Birleşmiş Milletler Zorla Kaybolmalar Komitesi Uzmanı Carmen Rosa Villa, Kolombiya’daki kayıplar ve devam eden çatışmalar hakkında dikkat çekici açıklamalarda bulundu. Bu komite, ülkede yaşanan zorla kaybolma olayları ve kayıp kişilerin akıbetini araştırmaktadır.
Yapılan incelemelere göre, Kolombiya’da 20 binden fazla cesedin, Bogota Havaalanı’nda gizli bir şekilde saklandığı bilgisi elde edilmiştir. Villa, bu cesetlerin kimliklerinin henüz tespit edilemediğini veya belirlenmesinin imkansız olduğunu belirterek, bu nedenle cesetlerin henüz defnedilmediğini vurguladı. Ayrıca, cesetlerin korunması için uygun koşulların sağlanmadığına dikkat çekti.
Carmen Rosa Villa, Birleşmiş Milletler’in havaalanında saklanan bilinmeyen cesetler nedeniyle ciddi endişeler taşıdığını ifade etti. Eğitimli adli tıp uzmanlarının eksikliği nedeniyle, gerekli adli tıp süreçlerinin gerçekleştirilemeyeceğini ve bulunan kalıntıların ya da cesetlerin muhafaza edileceği uygun bir yer bulunmadığını uyarısında bulundu.
20 BİN CESET SAKLANIYOR
Bunlara ek olarak, Kolombiya Hukuk Tıp ve Adli Bilimler Enstitüsü, havaalanındaki bir hangarda 20 bin kimliği belirsiz cesedin saklandığına dair iddiaları kesin bir dille reddetti. Enstitü, söz konusu hangarın varlığından haberdar olmadıklarını belirtti.
Ancak, cesetlerin Kolombiya’daki çatışmalarda hayatını kaybedenler veya uzun yıllardan beri kayıp olan kişilerle ilişkilendirilip ilişkilendirilemeyeceğine dair henüz bir açıklama yapılmadı. Bu belirsizlik, uluslararası toplumda endişe yaratmaya devam ediyor.
Yerel basında daha önce, Bogota’daki Kaybolan Kişilerin Genetik Profilleri Bankası’nda 8 bin kimliği belirsiz cesedin bulunduğu ve bunların bilgi eksikliği nedeniyle teslim edilmediği yönünde haberler yer almıştı. Bu durum, Kolombiya’daki kayıplara dair süregelen sorunların bir yansıması olarak görülüyor.

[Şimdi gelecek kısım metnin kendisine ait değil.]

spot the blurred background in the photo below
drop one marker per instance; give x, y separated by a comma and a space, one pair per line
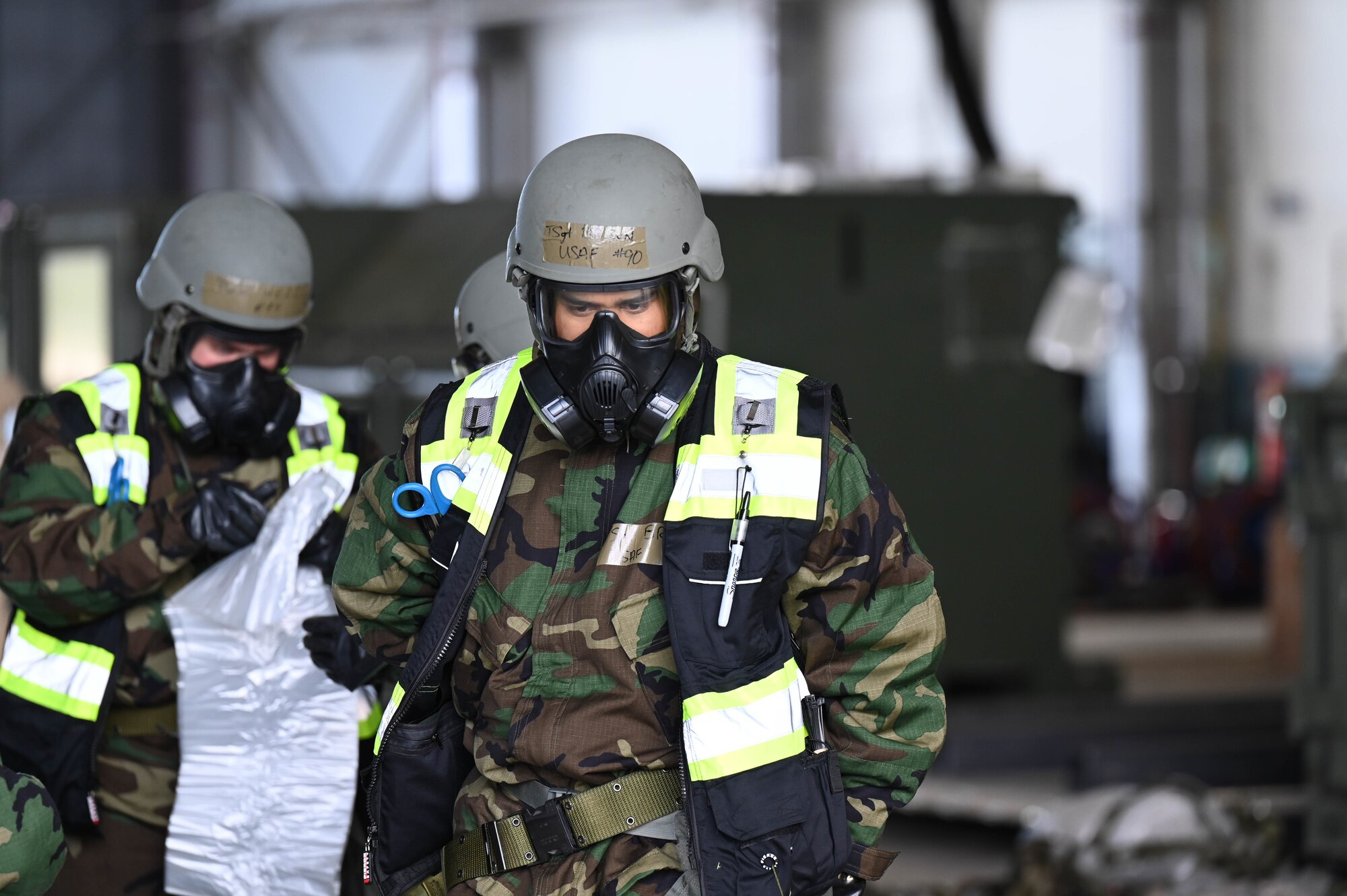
1081, 267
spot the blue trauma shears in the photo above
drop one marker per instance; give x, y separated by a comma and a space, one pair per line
434, 502
119, 487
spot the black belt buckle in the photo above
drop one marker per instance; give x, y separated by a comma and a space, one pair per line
550, 829
495, 850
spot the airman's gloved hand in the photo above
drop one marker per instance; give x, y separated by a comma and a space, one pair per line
339, 653
325, 545
228, 516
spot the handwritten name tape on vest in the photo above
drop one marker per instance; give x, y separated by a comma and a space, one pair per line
628, 544
581, 245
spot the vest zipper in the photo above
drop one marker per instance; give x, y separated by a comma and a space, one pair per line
693, 852
371, 802
371, 839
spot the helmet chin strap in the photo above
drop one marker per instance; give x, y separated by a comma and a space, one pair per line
161, 351
692, 283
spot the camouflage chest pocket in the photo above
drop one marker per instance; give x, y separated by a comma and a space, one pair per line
642, 626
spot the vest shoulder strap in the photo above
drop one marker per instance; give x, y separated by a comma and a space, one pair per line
768, 419
115, 454
468, 436
320, 440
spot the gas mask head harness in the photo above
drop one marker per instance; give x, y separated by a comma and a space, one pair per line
238, 405
611, 382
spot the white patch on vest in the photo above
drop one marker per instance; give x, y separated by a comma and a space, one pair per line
114, 390
777, 477
313, 409
491, 381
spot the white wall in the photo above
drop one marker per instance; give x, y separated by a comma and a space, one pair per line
1290, 245
383, 116
891, 113
1062, 96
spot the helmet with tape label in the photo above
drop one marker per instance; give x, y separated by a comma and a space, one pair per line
230, 257
612, 207
491, 320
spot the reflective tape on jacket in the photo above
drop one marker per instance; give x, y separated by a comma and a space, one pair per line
112, 401
787, 467
317, 440
728, 732
64, 676
390, 711
368, 712
473, 421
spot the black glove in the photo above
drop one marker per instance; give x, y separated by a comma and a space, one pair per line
228, 516
339, 653
325, 545
849, 886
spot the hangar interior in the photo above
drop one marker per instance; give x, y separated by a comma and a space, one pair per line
1080, 267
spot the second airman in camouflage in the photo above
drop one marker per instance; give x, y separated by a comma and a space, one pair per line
677, 575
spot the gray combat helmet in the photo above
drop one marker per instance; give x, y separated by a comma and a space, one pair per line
490, 314
612, 207
232, 257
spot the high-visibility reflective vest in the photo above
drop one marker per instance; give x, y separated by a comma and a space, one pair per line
767, 816
118, 456
55, 691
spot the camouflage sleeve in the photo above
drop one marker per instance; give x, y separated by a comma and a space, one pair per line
385, 582
869, 623
64, 559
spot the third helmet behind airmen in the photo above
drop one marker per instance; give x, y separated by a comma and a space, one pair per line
491, 322
620, 215
234, 267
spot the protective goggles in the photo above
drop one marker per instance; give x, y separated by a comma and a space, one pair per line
570, 307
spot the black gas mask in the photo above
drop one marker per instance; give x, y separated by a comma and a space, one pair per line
612, 382
238, 405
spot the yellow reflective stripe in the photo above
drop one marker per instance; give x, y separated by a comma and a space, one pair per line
81, 652
488, 459
343, 463
371, 723
100, 454
32, 654
53, 700
133, 374
716, 700
748, 758
336, 424
789, 401
88, 393
389, 715
96, 392
724, 412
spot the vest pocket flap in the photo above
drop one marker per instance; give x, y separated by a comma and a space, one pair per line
759, 801
416, 794
705, 556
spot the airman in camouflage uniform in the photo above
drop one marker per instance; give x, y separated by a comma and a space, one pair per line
69, 559
32, 847
566, 673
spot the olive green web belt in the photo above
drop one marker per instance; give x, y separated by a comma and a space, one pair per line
560, 827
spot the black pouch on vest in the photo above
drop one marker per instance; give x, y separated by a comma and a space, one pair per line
422, 785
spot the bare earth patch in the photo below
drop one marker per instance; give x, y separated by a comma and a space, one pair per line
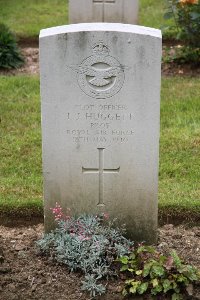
31, 66
24, 274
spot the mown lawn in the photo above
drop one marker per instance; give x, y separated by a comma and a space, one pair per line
28, 17
20, 150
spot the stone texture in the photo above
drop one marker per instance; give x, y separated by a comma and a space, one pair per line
100, 89
113, 11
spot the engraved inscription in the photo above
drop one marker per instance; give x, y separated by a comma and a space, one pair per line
104, 1
101, 172
104, 124
100, 76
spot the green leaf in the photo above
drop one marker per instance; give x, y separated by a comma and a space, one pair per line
138, 272
154, 282
124, 260
157, 270
194, 15
142, 288
176, 296
166, 285
149, 249
124, 268
147, 268
130, 270
132, 290
132, 256
157, 289
168, 15
124, 292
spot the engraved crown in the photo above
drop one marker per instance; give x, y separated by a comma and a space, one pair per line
100, 49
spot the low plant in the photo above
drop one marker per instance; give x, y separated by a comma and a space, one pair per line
10, 56
150, 272
86, 243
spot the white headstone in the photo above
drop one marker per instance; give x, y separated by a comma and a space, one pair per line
113, 11
100, 89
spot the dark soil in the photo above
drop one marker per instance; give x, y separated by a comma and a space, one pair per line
24, 274
31, 53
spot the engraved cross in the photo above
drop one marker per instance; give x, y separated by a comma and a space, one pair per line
101, 171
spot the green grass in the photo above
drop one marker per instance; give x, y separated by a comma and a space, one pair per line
180, 144
20, 140
28, 17
20, 150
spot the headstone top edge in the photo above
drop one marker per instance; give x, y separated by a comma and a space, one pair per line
112, 27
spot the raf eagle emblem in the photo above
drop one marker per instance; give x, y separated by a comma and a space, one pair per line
100, 75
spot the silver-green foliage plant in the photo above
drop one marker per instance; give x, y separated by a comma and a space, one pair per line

Carmen Rosa Villa’nın açıklamaları, Kolombiya’daki zorla kaybolmalar ve kayıplar konusundaki endişeleri bir kez daha gündeme getirdi. Ülkenin iç savaş tarihinin bir parçası olan bu durum, hem aileler için bir trajedi hem de uluslararası insan hakları standartları açısından bir sorun teşkil ediyor.
Sonuç olarak, Kolombiya’nın yaşadığı bu kayıp ve kimliksizlik sorunları, adli tıp süreçlerinin güçlendirilmesi ve kayıpların akıbetinin belirlenmesi için daha fazlasının yapılması gerektiğini gözler önüne seriyor. Uluslararası toplumun, Kolombiya’daki bu durumu daha dikkatli takip etmesi ve gerekli yardımları sağlaması gerekiyor.